Most of us use drugs and alcohol to some extent or other, and it is a slippery slope from socially sanctioned use to addiction

A now infamous experiment called ‘Rat Park’, conducted by psychologists at the Simon Fraser University in British Columbia in the 1970s, offers some explanation as to why this minority doesn’t overcome drug addiction. Caged, isolated rats, when addicted to cocaine, morphine, heroin and other drugs, will self-administer in very high doses, foregoing food and water, sometimes to the point of death. But when placed in a spacious, comfortable, naturalistic setting, where both sexes can co-habit, nest and reproduce, these rats forego drugs and opt instead for food and water, even when they experience withdrawal symptoms. Recent well-controlled experiments support this early finding. The majority of addicted rats will choose not to self-administer drugs if provided with alternative goods. In other words, if we give addicted rats the option of a happy, flourishing rat lifestyle, they take it.

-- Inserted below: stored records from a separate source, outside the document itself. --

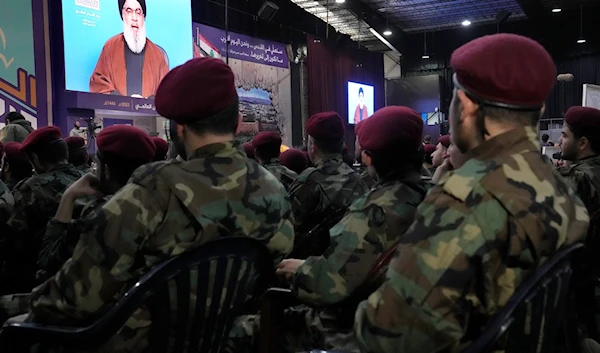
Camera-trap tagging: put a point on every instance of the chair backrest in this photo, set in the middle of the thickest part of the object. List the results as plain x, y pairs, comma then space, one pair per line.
317, 240
530, 320
193, 298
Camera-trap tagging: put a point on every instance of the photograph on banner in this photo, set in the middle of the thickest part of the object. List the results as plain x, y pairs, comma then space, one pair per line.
361, 102
124, 47
262, 78
18, 85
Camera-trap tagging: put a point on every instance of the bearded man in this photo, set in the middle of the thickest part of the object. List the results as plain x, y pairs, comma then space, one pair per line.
130, 64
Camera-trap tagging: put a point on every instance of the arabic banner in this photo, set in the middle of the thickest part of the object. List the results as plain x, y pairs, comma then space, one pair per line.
22, 61
211, 42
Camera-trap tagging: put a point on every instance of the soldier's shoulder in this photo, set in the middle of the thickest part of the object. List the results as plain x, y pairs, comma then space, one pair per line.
461, 182
149, 174
307, 175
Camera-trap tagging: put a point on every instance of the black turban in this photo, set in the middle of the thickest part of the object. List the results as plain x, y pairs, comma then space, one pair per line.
122, 3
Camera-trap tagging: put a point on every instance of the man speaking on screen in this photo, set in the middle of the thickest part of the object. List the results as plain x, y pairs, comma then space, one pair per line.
130, 64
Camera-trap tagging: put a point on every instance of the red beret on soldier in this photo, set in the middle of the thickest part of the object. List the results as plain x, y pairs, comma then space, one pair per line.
582, 120
181, 99
267, 138
445, 140
294, 159
326, 126
504, 70
162, 148
125, 142
39, 138
391, 129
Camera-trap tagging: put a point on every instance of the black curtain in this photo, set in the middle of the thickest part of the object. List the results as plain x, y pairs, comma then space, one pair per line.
585, 69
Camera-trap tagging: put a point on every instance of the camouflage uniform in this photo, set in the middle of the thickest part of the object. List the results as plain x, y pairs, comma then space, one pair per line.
85, 168
7, 202
584, 176
373, 223
166, 209
36, 201
60, 239
501, 215
319, 191
281, 172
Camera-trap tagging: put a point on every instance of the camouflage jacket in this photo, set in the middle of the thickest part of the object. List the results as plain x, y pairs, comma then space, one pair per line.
60, 239
317, 192
499, 216
373, 223
85, 168
285, 175
166, 209
7, 202
36, 201
584, 176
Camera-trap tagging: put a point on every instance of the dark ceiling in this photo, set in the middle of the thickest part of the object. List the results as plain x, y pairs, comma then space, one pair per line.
408, 20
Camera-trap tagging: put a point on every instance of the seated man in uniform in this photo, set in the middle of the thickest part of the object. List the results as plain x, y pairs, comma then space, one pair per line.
491, 223
373, 224
15, 166
171, 207
267, 146
36, 201
329, 187
121, 149
580, 144
130, 64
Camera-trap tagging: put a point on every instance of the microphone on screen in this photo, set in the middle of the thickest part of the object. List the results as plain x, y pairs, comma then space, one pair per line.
565, 77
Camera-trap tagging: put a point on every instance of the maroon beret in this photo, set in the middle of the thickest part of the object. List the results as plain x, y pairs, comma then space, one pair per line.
505, 70
391, 128
40, 138
127, 142
583, 119
198, 89
75, 142
294, 159
429, 149
326, 126
249, 150
444, 140
161, 148
13, 153
265, 138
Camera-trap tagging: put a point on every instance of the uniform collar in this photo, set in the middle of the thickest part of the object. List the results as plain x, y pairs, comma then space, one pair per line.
226, 149
523, 138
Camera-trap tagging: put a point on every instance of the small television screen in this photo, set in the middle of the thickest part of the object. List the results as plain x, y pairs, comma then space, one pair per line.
124, 47
361, 102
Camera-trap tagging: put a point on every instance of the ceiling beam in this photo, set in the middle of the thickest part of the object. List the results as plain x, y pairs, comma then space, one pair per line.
377, 22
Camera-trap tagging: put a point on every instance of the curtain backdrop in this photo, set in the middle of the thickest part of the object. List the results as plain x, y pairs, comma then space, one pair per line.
329, 70
585, 68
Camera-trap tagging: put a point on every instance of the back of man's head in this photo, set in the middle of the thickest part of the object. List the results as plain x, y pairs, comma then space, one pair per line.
123, 149
14, 116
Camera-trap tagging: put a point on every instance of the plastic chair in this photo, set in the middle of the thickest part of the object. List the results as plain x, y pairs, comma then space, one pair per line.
226, 272
530, 320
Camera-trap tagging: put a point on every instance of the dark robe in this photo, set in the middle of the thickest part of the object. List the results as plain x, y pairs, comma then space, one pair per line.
110, 75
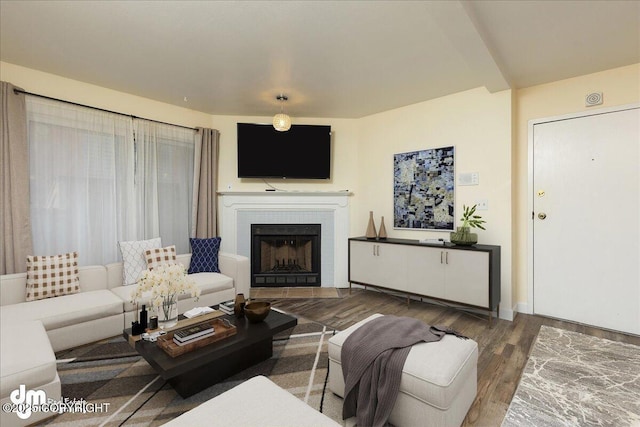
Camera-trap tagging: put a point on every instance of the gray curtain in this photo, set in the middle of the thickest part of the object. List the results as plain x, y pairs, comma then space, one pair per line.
15, 224
206, 184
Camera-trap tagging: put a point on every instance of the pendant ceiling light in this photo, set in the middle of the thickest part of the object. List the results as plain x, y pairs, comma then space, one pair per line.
281, 121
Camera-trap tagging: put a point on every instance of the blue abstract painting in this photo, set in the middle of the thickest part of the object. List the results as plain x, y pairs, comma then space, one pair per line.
423, 189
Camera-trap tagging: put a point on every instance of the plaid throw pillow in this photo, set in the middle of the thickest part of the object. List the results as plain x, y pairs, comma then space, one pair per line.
204, 255
52, 276
160, 256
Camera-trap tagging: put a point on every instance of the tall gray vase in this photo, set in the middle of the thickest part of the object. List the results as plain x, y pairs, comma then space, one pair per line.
371, 228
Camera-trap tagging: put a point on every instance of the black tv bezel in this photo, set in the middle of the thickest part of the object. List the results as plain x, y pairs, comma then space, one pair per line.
280, 176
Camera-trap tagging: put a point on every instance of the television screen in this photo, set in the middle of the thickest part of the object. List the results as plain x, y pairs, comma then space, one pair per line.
302, 152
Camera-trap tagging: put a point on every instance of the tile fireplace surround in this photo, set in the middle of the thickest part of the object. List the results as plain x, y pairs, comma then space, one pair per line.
238, 210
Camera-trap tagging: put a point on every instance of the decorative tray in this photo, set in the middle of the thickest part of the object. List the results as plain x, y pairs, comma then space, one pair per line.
223, 329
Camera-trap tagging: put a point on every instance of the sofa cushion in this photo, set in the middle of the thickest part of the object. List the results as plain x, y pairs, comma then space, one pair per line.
204, 255
207, 282
65, 310
133, 258
27, 357
52, 276
160, 256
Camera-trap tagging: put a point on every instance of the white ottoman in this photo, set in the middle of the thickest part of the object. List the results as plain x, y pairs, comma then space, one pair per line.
27, 359
257, 402
438, 384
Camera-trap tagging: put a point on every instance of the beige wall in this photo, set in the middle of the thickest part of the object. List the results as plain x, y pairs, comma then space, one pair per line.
620, 86
489, 132
344, 144
478, 124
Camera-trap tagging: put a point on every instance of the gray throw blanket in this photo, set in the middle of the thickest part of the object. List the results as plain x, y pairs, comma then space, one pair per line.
372, 360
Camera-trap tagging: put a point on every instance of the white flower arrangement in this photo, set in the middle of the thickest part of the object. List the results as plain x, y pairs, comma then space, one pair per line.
165, 283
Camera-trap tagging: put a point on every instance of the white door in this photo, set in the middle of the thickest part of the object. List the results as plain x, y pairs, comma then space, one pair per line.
586, 225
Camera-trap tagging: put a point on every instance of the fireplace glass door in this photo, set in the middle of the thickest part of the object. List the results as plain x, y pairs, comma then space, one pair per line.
285, 255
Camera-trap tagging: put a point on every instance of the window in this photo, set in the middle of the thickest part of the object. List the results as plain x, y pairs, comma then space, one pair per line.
92, 184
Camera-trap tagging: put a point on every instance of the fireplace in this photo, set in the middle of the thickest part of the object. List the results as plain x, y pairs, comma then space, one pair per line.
285, 255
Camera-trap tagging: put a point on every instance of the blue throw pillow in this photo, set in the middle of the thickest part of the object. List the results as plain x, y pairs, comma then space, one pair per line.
204, 255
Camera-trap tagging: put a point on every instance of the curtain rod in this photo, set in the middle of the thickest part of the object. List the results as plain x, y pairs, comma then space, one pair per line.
15, 90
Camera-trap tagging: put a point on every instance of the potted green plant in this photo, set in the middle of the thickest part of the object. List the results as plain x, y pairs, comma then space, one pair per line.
463, 235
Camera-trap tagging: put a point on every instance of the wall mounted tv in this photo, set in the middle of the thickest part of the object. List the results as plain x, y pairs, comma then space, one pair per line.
302, 152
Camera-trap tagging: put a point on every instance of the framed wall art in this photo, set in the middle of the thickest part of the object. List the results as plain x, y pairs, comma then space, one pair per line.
423, 189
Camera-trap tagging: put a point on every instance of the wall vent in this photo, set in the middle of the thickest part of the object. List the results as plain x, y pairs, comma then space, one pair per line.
594, 98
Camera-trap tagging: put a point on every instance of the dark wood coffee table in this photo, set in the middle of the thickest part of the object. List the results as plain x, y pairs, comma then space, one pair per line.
192, 372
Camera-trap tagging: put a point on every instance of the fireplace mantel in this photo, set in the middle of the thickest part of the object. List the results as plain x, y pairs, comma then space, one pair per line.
238, 210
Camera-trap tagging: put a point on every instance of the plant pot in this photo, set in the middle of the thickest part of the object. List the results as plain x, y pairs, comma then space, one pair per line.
462, 236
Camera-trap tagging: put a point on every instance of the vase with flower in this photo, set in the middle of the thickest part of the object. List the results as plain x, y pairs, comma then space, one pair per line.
162, 286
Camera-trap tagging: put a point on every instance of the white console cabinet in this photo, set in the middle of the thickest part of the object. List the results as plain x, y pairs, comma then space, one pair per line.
466, 275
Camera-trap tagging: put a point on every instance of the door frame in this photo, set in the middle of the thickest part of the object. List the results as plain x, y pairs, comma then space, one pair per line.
530, 187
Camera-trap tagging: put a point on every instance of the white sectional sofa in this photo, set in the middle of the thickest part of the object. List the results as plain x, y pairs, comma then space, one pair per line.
32, 330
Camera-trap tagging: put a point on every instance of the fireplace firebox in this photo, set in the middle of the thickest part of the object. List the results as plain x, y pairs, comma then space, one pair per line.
285, 255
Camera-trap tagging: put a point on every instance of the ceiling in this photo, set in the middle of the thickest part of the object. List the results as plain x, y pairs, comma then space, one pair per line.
341, 59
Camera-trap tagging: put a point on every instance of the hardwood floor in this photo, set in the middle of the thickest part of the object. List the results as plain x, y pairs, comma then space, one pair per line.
503, 348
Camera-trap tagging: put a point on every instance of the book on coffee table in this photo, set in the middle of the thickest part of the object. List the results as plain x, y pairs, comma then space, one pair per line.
192, 340
226, 307
192, 332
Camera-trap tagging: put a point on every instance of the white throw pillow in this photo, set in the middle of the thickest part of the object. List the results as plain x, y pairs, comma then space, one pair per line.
134, 260
160, 256
52, 276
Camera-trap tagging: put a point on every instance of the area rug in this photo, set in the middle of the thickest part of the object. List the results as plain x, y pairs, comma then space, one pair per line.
572, 379
111, 374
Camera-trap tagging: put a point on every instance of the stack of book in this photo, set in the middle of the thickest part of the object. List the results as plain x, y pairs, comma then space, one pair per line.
226, 307
193, 333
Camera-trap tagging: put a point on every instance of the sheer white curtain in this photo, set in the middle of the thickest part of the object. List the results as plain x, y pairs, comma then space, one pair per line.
82, 180
164, 182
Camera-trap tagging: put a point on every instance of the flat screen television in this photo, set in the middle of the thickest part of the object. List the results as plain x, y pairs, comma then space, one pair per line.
302, 152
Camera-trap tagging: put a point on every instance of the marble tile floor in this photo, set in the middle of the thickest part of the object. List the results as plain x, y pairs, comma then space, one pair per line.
572, 379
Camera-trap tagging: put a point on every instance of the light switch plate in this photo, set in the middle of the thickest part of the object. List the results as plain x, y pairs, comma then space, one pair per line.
469, 178
482, 205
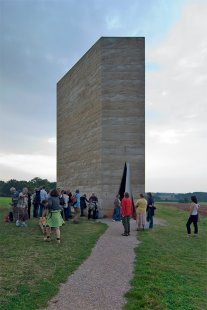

But the minority of addicts for whom addiction is a chronic condition are not given the option of a happy, flourishing human life just because they stop using. In the meantime, using drugs or alcohol might offer some relief from life’s miseries. This function is common parlance in our culture: we ‘reach for the bottle’, ‘drown our sorrows’ or get ‘Dutch courage’ when in need. For addicts who suffer from additional psychiatric disorders, drugs and alcohol offer a way of coping with the extreme psychological distress, as well as an escape from the broader hardship of life. And of course, distress, and hardship are made worse by the addition of addiction to their list of struggles. Yet without any real hope for a better future, there is unlikely to be any genuine long-term incentive to give up the short-term relief on offer through using drugs. To return to Sarah’s story, imagine what her life would look like without heroin — the emotions and moods she must live with, the loneliness and anger, the self-harm, the problematic relationships, the utter lack of any self-esteem or hope for the future. Does this life give her any reason to quit?

So, which of the images of addiction is ultimately real — the depraved criminal or the suffering soul? The answer, of course, is neither. Addicts do not simply suffer from a brain disease that removes control. They are responsible for making choices that affect their own lives and those of others, sometimes in truly terrible ways. But, given the social, economic and psychological truths of what life is like for most chronic addicts, we should pause before judging them harshly for continuing to use. To stop using drugs and alcohol once you are addicted is very, very hard, even for those who are highly motivated to do so and who have a wealth of alternatives and opportunities available. For those who do not, why would they choose to endure the hardship of quitting, alongside all the other hardships they face?

Both stereotypes of addiction cast the addict as an outsider — different from the rest of us, by choice or disease. But the truth is that most of us use drugs and alcohol to some extent or other, and it is a slippery slope from socially sanctioned use to addiction. Rather than condemning or pitying addicts, we should ask ourselves who we would be, and what choices we would make, if we had the same personal histories, or suffered the kinds of psychiatric disorders associated with addiction.

The solution to the problem of addiction cannot rest only with addicts themselves. It rests with all of us, as a society, in how we fight poverty, protect children from growing up in harrowing conditions that predispose them to addiction and other psychiatric disorders, and respond to the suffering of fellow human beings — even those who make poor choices, for which they themselves are responsible.